Evaluating NFL prospects is a year-round undertaking, beginning with a first look at the next class of top projected talent before the wake of a completed NFL Draft has even fully settled.
The process continues through the college football season and countless hours of film review leading into the all-star game circuit. Now 332 of the top prospects in the 2016 NFL Draft class are prepping for their biggest job interview -- next week's scouting combine.
Below are some players who made a strong impression during this year's pre-combine film study grind -- including several under-the-radar prospects who I had previously underrated.
Clicking on the player name will take you to a full profile, which includes a brief overview of the prospect's career along with specific strengths and weaknesses.
Players are listed alphabetically.
Kamalei Correa, OLB/DE, Boise State: Given that he recorded 19 sacks over the past two seasons, Mountain West fans certainly know Correa but most of the country won't learn his name (pronounced KAH-muh-lay / corr-AY-uh) until after the combine, where the 6-foot-3, 245-pounder will create buzz with his athleticism.
Keyarris Garrett, WR, Tulsa: Like Correa, Garrett's athleticism matches eye-popping production, with the 6-3, 223-pounder simply dominating the American Athletic Conference with his height, speed and body control to the tune of an NCAA-best 1,588 receiving yards in 2015.
Xavien Howard, CB, Baylor: The focus on any Art Briles-coached team is going to be on offense, but don't sleep on the rangy and athletic Howard, a classic press corner I expect to be the Bears' highest-drafted defensive back since the Baltimore Ravens selected Gary Baxter 62nd overall 15 years ago.
Joe Schobert, OLB, Wisconsin: It will be interesting to see how well the 6-2, 247-pound Schobert performs during the combine, but I really liked him on tape.
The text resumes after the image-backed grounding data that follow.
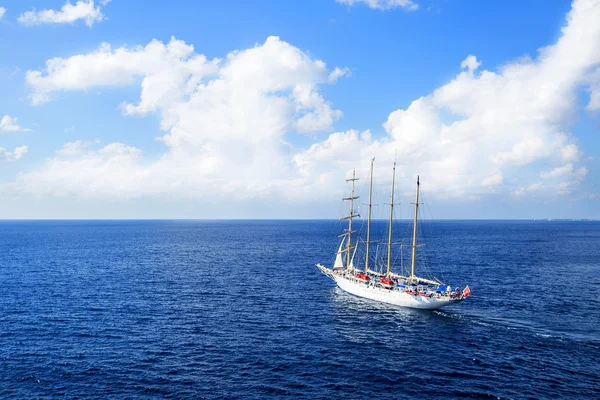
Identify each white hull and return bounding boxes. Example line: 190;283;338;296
318;265;462;310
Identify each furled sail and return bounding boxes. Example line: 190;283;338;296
334;237;346;269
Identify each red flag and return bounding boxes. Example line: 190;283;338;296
463;286;471;297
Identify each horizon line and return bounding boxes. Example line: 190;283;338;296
0;218;597;221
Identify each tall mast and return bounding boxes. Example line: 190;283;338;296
342;169;359;271
386;161;396;277
364;157;375;273
410;176;420;283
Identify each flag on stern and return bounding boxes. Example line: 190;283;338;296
463;286;471;297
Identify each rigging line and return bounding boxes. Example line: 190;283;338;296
377;240;385;274
419;200;435;280
374;243;382;274
417;205;432;280
333;201;346;233
420;188;447;285
389;199;401;275
324;218;338;262
399;210;413;276
355;185;369;270
421;189;434;251
400;243;405;276
354;175;368;270
325;198;347;263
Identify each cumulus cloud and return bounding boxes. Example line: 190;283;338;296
18;36;344;199
511;183;544;198
10;0;600;205
0;7;6;19
18;0;109;27
460;55;481;73
541;163;574;179
514;163;588;197
328;67;351;83
0;116;29;162
0;146;28;161
587;67;600;110
26;37;219;106
336;0;419;11
481;171;503;187
0;115;29;132
16;141;145;196
293;0;600;199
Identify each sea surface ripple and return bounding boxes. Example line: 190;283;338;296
1;220;599;399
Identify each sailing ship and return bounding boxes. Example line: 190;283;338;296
316;159;471;310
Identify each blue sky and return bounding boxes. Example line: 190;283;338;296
0;0;598;219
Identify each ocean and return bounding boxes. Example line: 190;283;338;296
0;220;599;399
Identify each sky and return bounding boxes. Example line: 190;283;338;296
0;0;599;219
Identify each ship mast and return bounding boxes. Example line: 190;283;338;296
410;176;420;283
386;161;396;277
342;169;359;271
364;157;375;273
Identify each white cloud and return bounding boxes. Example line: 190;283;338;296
512;164;589;197
56;140;96;155
336;0;419;11
0;146;28;161
541;163;574;179
18;36;345;199
17;141;145;197
589;86;600;110
511;183;544;198
0;115;29;132
587;67;600;110
10;0;600;206
18;1;108;27
0;7;6;19
292;84;344;132
328;67;351;83
460;55;481;73
481;171;503;187
292;0;600;199
26;37;219;106
539;162;589;195
556;169;588;194
1;115;29;163
528;183;544;191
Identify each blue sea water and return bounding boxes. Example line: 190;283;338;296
0;220;599;399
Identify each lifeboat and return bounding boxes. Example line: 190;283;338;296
379;277;394;286
355;273;370;281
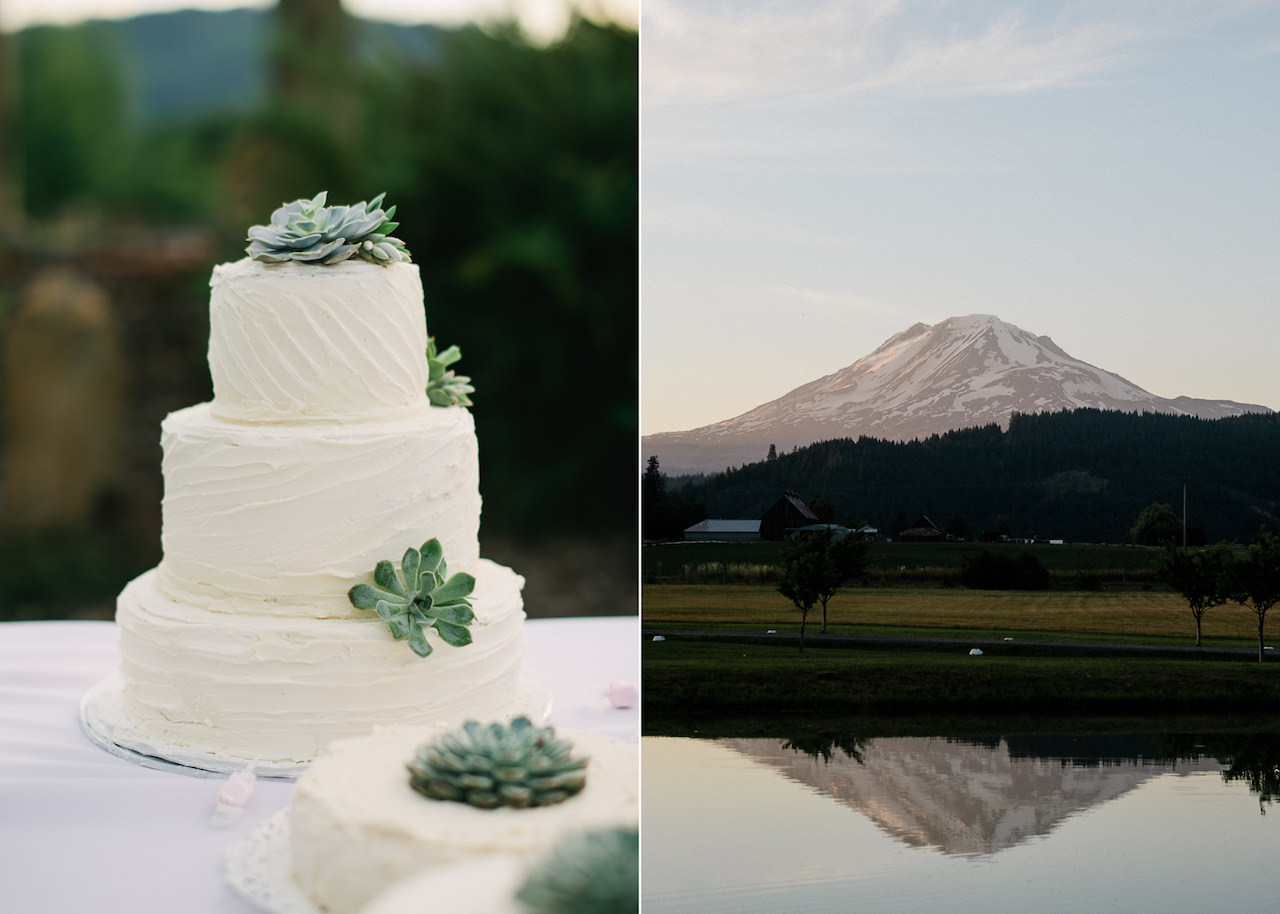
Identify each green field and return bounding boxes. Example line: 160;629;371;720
642;639;1280;718
642;583;1261;644
641;541;1280;724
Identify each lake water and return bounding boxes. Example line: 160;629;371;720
642;732;1280;913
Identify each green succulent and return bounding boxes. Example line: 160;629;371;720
246;191;411;265
516;827;639;914
348;539;475;658
407;717;588;809
426;337;474;407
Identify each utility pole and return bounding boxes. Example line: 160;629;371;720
1181;477;1187;551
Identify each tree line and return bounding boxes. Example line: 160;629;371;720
650;409;1280;544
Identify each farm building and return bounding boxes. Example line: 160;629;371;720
760;491;820;540
897;515;944;542
682;519;762;541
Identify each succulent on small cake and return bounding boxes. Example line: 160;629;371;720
426;337;475;407
516;827;639;914
407;717;588;809
246;191;411;265
348;539;475;658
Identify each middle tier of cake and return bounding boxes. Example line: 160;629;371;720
157;402;482;617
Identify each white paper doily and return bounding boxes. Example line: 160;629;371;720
227;811;530;914
80;670;553;780
226;811;320;914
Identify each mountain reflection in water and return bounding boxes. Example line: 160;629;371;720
643;733;1280;914
721;735;1223;855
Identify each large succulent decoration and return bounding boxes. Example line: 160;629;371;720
426;337;474;407
407;717;589;809
516;827;639;914
348;539;475;658
246;191;411;265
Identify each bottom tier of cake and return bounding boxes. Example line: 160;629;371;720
114;559;528;765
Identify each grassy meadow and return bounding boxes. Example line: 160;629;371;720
642;584;1262;645
641;541;1280;725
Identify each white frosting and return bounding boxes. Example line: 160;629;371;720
112;253;530;766
290;725;640;914
116;561;527;764
209;259;428;423
361;857;526;914
157;402;482;614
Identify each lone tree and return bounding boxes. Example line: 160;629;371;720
777;540;822;652
1131;502;1181;546
777;528;870;646
1156;543;1233;647
821;531;871;632
1226;531;1280;663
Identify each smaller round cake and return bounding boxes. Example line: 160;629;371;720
361;827;639;914
289;721;639;914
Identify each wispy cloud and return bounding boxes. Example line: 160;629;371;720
643;192;867;251
642;0;1207;109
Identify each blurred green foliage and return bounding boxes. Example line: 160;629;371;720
16;23;138;218
7;7;636;537
1;6;636;617
0;529;134;621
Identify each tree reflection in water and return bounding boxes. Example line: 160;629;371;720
781;734;868;765
1216;734;1280;813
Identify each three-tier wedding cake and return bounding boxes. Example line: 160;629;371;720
103;194;532;768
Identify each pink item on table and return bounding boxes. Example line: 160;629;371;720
608;680;638;709
208;765;257;828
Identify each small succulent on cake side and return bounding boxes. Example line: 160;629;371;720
348;539;475;658
407;717;589;809
246;191;411;265
426;336;475;407
516;827;639;914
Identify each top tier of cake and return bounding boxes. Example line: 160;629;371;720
209;259;428;423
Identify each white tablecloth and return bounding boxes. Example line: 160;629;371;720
0;617;638;913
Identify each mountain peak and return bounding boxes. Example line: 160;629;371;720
644;315;1273;475
941;312;1000;328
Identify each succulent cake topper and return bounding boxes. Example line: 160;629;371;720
348;538;475;658
516;827;639;914
407;717;589;809
426;337;474;407
246;191;411;265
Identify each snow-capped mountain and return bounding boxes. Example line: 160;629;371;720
643;314;1272;476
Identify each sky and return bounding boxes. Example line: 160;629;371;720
641;0;1280;436
0;0;636;40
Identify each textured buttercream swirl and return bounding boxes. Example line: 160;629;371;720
208;259;429;423
113;249;529;772
115;561;526;764
156;403;481;615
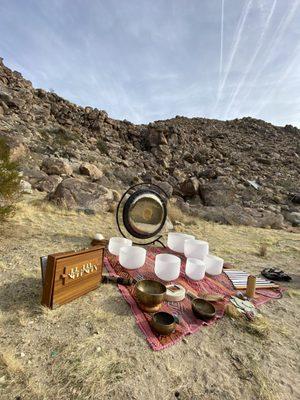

Instinctive and slippery, he has a knack for slipping blocks and ripping the ball free.
Pearce Slater, OT, San Diego State: An immediate standout after signing as a JUCO transfer two years ago, the 6-7, 342-pound Slater is the earth-mover his size indicates, while also showing surprising coordination to block on the move.
Clint Van Horn, OT, Marshall: While perhaps not athletic enough to remain outside at right tackle (where he started the past three seasons for the Herd), Van Horn, a former walk-on, has the size (6-5, 310 pounds), strength and brawler mentality to project nicely inside at guard.
D.J. White, CB, Georgia Tech: I'm a sucker for players who perform their best under the bright lights, and that kind of poise is exactly what White demonstrated over his career. White may lack ideal size at a shade under 5-11, 189 pounds, but his awareness, competitiveness and knack for producing turnovers project well to the next level.